I am still developing the “multi-stanza” sub-direction of the three directions I envisage for the “Mist from the Mountains” sketch. Interestingly, as it has evolved, it has assimilated both the second and third directions and its own “variations” sub-direction (that is, to present individual stanza variations as a set under one title).

I would still like to investigate the “variations” sub-direction in addition to the second “one-stanza précis” direction (a quatrain summarising the “multi-stanza” version I am developing now), but it seems the third “two-stanza précis” direction is all but obsolete, absorbed into the “multi-stanza” sub-direction.

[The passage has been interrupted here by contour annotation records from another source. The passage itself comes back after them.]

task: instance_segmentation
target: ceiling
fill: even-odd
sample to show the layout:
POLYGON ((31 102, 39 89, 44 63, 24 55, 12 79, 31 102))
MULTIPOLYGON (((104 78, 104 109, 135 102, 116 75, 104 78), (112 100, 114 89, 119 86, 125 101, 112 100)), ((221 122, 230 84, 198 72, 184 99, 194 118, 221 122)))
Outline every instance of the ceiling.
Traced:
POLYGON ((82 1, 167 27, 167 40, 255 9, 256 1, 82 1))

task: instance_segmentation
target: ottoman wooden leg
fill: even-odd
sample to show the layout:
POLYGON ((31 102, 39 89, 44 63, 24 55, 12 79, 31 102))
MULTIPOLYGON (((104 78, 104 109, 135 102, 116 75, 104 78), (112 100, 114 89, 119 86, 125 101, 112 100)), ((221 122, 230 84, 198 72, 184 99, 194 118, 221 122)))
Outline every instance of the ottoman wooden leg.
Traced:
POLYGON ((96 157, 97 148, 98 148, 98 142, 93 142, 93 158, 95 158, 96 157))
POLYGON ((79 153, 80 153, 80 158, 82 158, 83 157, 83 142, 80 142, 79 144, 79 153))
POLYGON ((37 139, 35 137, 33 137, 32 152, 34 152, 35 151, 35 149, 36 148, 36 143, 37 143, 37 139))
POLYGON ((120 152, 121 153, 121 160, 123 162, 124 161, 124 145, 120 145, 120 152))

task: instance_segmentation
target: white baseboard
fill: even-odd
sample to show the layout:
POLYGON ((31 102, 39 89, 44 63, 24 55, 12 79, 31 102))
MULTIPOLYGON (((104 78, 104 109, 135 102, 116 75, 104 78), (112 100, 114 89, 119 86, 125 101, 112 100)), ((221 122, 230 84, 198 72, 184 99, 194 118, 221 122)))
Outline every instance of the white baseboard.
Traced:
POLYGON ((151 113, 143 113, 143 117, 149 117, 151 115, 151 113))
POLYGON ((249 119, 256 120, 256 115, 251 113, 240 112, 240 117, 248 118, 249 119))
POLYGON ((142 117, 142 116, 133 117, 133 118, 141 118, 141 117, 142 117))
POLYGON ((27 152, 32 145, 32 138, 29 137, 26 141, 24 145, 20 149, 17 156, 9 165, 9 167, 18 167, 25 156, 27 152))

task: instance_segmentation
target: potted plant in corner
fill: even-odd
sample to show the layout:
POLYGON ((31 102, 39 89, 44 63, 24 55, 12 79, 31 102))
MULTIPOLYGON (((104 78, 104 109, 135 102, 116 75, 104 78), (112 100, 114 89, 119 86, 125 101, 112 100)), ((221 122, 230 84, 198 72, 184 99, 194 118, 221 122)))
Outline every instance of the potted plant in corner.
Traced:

I attempt to clarify the convolutions of this evolution in the graphic above. The organic nature of the creative process makes for odd descriptions and naming with little regard for order or logic—wherefore the “direction” numbering is not sequential in the diagram: one, three, two—but I hope it illustrates what I am developing.

Early Bard Catches the Word

It was overcast yesterday with heavy fog on the mountains and so the aptest weather for working on “Mist from the Mountains”. Today, the fog persists, accompanied by heavy rain early this morning. Venturing out regardless, just before first light, I surveyed the fog-laden mountains and was rewarded with the perfect word for a line in the poem that has troubled me over the past few days (not the “Solemn, sombre and slow” line I singled out yesterday but the one that follows it). It seems the early bard catches the word.

A Word Order Conundrum

“Word Order Conundrum” Title Card, 28 September 2019. Copyright 2019 Forgotten Fields. All rights reserved.

I find myself, presently, saddled with the odd conundrum of the order in which to arrange the words “sombre”, “solemn” and “slow” in a line. “Slow” is easy, it is the rhyming element of the line and therefore must come last, but its companions are deliberately so similar in construction and pronunciation that they are interchangeable.

This is an annoyance to a pedant who wants a rationale for all things.

Of course, the purpose here is the similarity and, therefore, interchangeability—perhaps I should look to visual alliteration for the answer: “ol” in “solemn” appears reversed in “slow” and thus “Solemn, sombre and slow” is aesthetically most pleasing—but what a pity there is no linguistic rule (that I know) that specifically here applies!